L'Asie est un objectif stratégique de l'Église: le pape François qui entamera jeudi en Corée du Sud son premier voyage sur le continent, va à la rencontre d'une Église minoritaire, mais vivante, et aura en vue notamment la Chine.

François sera du 13 au 19 août en Corée du Sud. Le motif officiel du voyage est sa participation aux Journées de la jeunesse catholique d'un continent où les catholiques ne sont que 3,2 %, mais où leur nombre croît.

Il a choisi le pays où coexistent le plus de cultes: bouddhistes, mais aussi évangélistes et pentecôtistes, en plein essor. Quelque 30 % des Sud-Coréens sont chrétiens et 10 % (5,3 millions) catholiques.

La visite en Corée sera suivie dès janvier 2015 d'une autre au Sri Lanka et aux Philippines, le plus catholique des pays asiatiques. Aucun pape ne s'était rendu en Asie depuis 15 ans.

Même si au Vatican on évite de parler de «priorité», l'Asie représente un «espace d'évangélisation».

Quand il était jeune, Jorge Bergoglio rêvait de devenir missionnaire au Japon, où il admirait la résistance des catholiques clandestins ayant maintenu leur foi sans prêtres au XVIIIe et XIXe siècles.

Le pape, qui n'a encore annoncé aucun voyage en Afrique, s'intéresse en particulier à «l'inculturation» (imprégnation, ndlr) du christianisme dans les cultures asiatiques. Un de ses modèles est le jésuite italien Matteo Ricci (1552-1610), enterré à Pékin, apprécié de l'empereur de Chine, et évangélisateur de ce pays dans le respect de la culture locale.

Dimension sociale et réconciliation intercoréenne 

Au fil de ses 11 discours en Corée, les dimensions sociales et sociétales chères au pape - pauvreté, corruption, mondialisation, avortement notamment - ne devraient pas être oubliées. Il devrait inviter l'Église, d'où provient une partie de la classe dirigeante, à rester proche des exclus d'une croissance très rapide. «Aujourd'hui il y a le risque que l'Église apparaisse comme l'Église des riches pour les riches», a noté le missionnaire italien Vincenzo Bordo sur le site Vatican Insider.

D'autres accents de la visite seront l'hommage à la résistance d'une Église locale fondée par des laïcs lettrés - il béatifiera 124 martyrs de la première génération des catholiques coréens -, et une messe à Séoul pour la réconciliation des Coréens.

Mais la venue tant espérée de catholiques nord-coréens, une minorité contrôlée et persécutée, n'a pas été autorisée par Pyongyang.

Gestes attendus, folles spéculations 

Certains Coréens auraient souhaité un déplacement du pape dans la zone démilitarisée sur le 18e parallèle, mais rien n'est prévu en ce sens.

Les spéculations les plus folles et infondées avaient circulé dans la presse asiatique: le pape irait en Corée du Nord et se rendrait même à Pékin pour rencontrer le président Xi Jinping, élu comme lui en 2013.

Le rapprochement avec la Chine communiste a été une priorité de Benoît XVI, puis de François, après des décennies de persécutions des chrétiens sous Mao.

Alors que le consumérisme occidental transforme l'immense Chine, catholicisme et protestantisme renaissent, mais leurs cultes sont contrôlés, parfois encore opprimés.
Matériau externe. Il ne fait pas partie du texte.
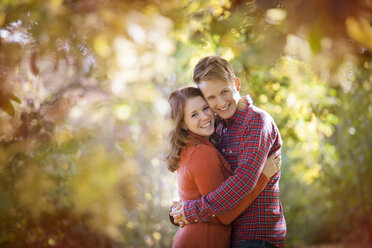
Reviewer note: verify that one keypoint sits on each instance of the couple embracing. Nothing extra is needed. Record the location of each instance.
(226, 153)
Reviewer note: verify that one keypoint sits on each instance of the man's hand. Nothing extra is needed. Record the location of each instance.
(178, 214)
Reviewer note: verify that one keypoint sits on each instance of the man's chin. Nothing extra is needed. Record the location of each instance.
(226, 116)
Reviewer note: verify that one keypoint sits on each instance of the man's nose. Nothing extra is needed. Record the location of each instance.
(203, 116)
(220, 101)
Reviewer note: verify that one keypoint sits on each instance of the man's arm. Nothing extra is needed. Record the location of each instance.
(255, 147)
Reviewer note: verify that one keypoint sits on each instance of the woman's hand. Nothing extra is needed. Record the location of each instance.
(273, 164)
(178, 214)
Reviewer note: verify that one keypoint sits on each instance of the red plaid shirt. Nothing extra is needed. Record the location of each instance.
(249, 137)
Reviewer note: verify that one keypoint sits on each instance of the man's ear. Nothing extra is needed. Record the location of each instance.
(237, 83)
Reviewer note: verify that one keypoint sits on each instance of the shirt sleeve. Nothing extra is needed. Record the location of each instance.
(254, 148)
(243, 204)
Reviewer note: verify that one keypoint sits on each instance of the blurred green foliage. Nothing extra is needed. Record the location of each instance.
(83, 89)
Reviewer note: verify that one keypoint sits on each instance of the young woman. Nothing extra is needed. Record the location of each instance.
(201, 168)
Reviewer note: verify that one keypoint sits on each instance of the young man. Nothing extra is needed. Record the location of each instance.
(248, 138)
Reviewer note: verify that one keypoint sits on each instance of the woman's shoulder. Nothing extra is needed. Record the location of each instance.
(202, 150)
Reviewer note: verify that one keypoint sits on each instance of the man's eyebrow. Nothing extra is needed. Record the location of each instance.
(192, 112)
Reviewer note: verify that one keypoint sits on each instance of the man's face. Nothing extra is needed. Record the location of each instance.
(221, 96)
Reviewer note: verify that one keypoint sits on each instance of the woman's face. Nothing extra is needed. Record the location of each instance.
(199, 118)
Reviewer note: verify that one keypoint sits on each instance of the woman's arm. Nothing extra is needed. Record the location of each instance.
(208, 176)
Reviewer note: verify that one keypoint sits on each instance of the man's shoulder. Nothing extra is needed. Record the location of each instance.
(256, 114)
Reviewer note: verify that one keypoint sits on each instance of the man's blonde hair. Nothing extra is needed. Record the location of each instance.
(213, 67)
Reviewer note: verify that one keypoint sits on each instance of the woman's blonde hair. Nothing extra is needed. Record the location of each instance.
(178, 136)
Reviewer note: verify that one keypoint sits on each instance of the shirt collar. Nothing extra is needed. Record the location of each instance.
(243, 105)
(194, 139)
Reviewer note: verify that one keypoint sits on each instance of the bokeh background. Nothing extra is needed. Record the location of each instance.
(83, 89)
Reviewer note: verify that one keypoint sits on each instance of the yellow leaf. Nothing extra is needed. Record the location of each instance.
(360, 31)
(101, 46)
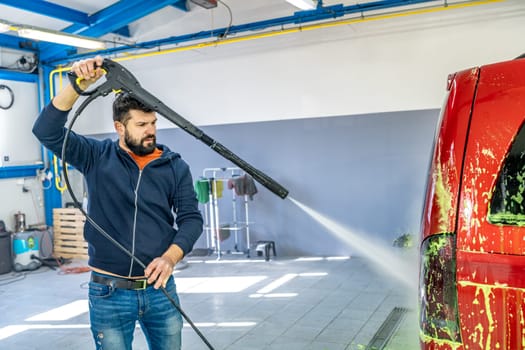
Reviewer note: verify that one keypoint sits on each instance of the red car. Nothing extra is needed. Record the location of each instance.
(472, 267)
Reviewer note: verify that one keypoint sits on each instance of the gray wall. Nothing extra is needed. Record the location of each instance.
(366, 172)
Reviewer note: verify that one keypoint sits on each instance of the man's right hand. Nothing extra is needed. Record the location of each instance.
(88, 70)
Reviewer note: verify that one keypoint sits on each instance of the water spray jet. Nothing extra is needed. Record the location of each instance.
(373, 251)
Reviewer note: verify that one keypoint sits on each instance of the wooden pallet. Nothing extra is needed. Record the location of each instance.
(68, 232)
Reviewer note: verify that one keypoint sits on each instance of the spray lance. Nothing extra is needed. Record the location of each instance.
(119, 79)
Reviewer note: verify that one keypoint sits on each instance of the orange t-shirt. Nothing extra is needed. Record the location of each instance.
(142, 161)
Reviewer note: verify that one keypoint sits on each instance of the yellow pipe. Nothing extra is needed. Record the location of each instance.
(297, 29)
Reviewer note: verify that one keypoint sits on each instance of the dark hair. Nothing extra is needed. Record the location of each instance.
(123, 103)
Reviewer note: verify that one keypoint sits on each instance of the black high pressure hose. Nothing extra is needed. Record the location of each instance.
(101, 230)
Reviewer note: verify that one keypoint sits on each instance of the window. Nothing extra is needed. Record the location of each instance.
(507, 206)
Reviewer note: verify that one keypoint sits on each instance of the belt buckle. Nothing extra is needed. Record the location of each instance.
(144, 284)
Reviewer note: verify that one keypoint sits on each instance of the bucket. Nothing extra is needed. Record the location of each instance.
(5, 252)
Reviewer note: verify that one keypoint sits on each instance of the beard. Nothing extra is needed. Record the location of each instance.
(138, 147)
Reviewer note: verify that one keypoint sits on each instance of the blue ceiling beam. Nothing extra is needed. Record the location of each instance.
(107, 20)
(8, 172)
(18, 76)
(300, 17)
(49, 9)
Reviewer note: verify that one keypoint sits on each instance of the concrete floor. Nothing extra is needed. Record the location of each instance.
(237, 303)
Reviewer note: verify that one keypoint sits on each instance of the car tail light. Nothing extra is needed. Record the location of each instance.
(438, 294)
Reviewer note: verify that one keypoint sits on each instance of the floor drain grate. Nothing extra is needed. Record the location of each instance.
(387, 329)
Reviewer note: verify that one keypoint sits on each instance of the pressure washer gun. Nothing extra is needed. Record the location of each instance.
(119, 79)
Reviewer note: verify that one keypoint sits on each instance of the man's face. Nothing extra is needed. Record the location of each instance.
(139, 132)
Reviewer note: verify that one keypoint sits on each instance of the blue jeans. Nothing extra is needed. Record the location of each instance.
(114, 312)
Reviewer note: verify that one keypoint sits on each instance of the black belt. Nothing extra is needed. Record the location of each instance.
(122, 283)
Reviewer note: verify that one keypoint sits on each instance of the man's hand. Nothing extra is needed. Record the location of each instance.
(88, 71)
(161, 268)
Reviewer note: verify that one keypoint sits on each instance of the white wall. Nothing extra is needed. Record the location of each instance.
(379, 66)
(18, 144)
(361, 69)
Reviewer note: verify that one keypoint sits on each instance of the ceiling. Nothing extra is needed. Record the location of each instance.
(129, 25)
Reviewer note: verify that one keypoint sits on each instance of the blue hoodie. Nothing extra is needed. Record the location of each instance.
(135, 207)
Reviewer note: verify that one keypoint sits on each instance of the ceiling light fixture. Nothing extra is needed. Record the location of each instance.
(303, 4)
(4, 27)
(60, 38)
(53, 36)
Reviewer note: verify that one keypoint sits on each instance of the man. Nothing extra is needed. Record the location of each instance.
(134, 186)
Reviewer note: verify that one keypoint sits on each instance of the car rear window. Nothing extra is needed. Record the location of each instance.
(507, 206)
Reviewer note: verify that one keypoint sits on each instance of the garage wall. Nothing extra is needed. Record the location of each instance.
(19, 147)
(342, 117)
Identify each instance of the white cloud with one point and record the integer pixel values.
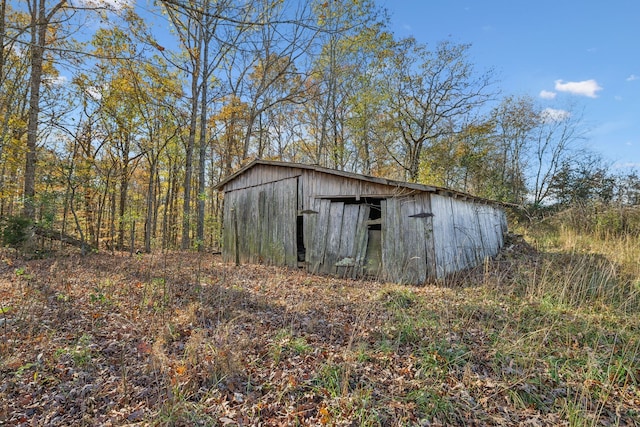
(584, 88)
(554, 115)
(547, 94)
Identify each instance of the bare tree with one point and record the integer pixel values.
(431, 92)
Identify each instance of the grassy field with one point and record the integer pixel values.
(547, 334)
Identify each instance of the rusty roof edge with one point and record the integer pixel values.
(353, 175)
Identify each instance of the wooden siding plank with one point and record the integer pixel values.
(427, 231)
(443, 235)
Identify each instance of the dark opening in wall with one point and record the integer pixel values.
(302, 252)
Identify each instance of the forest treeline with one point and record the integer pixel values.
(117, 119)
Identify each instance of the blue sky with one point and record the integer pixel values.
(583, 54)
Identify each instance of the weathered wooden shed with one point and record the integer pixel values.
(346, 224)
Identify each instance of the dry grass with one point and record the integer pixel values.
(181, 339)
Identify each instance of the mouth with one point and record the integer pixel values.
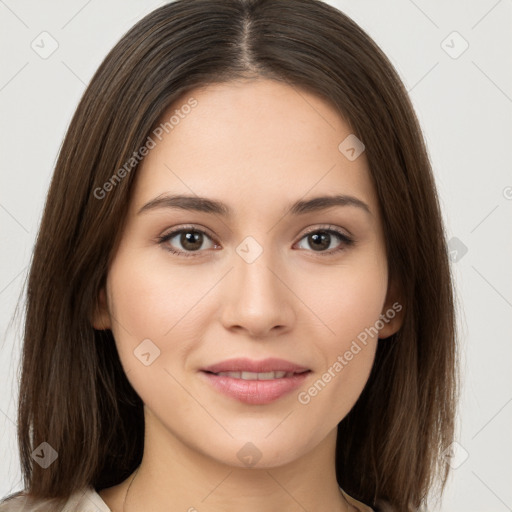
(258, 375)
(255, 382)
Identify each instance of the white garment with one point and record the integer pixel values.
(88, 500)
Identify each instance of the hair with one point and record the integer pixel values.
(74, 394)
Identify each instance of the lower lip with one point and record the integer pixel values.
(255, 392)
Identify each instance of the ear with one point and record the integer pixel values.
(392, 315)
(101, 316)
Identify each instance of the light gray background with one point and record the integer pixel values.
(464, 105)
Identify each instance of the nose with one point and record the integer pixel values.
(258, 298)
Le régime favorise une Église officielle contre une Église souterraine, nommant des évêques sans l'agrément du Vatican.

Benoît XVI avait proposé en 2007 un dialogue au régime. En 2013, François avait félicité de son élection le président Xi Jinping, qui lui avait répondu. Pour le moment, aucune inflexion importante n'a été notée.

Petit signe cependant: pour la première fois, un pape sera autorisé à survoler la Chine à l'aller et au retour.

Le Vatican aimerait bien que se produise avec Pékin le dégel qui a marqué les relations avec le Vietnam communiste. Aujourd'hui l'Église vietnamienne, contrôlée et parfois persécutée, est très vivante.

De l'Inde au Sri Lanka, de Timor-Est à l'Indonésie, du Pakistan à la Birmanie et au Japon, des Églises parfois très minoritaires, qui défendent souvent les droits de minorités, coexistent avec les autres religions - bouddhistes, hindouistes, musulmans -, souvent dans des conditions difficiles. C'est ce catholicisme résilient que devrait mettre en avant le pape en Asie.

François a vanté dans son exhortation «Evangelii Gaudium» (2013), texte de base de son pontificat, la possibilité du christianisme de s'implanter dans n'importe quelle culture: c'est pourquoi, selon le vaticaniste Sandro Magister, il pourrait annoncer bientôt la béatification du jésuite Matteo Ricci, désavoué au XVIe siècle par le Vatican précisément pour son ouverture culturelle.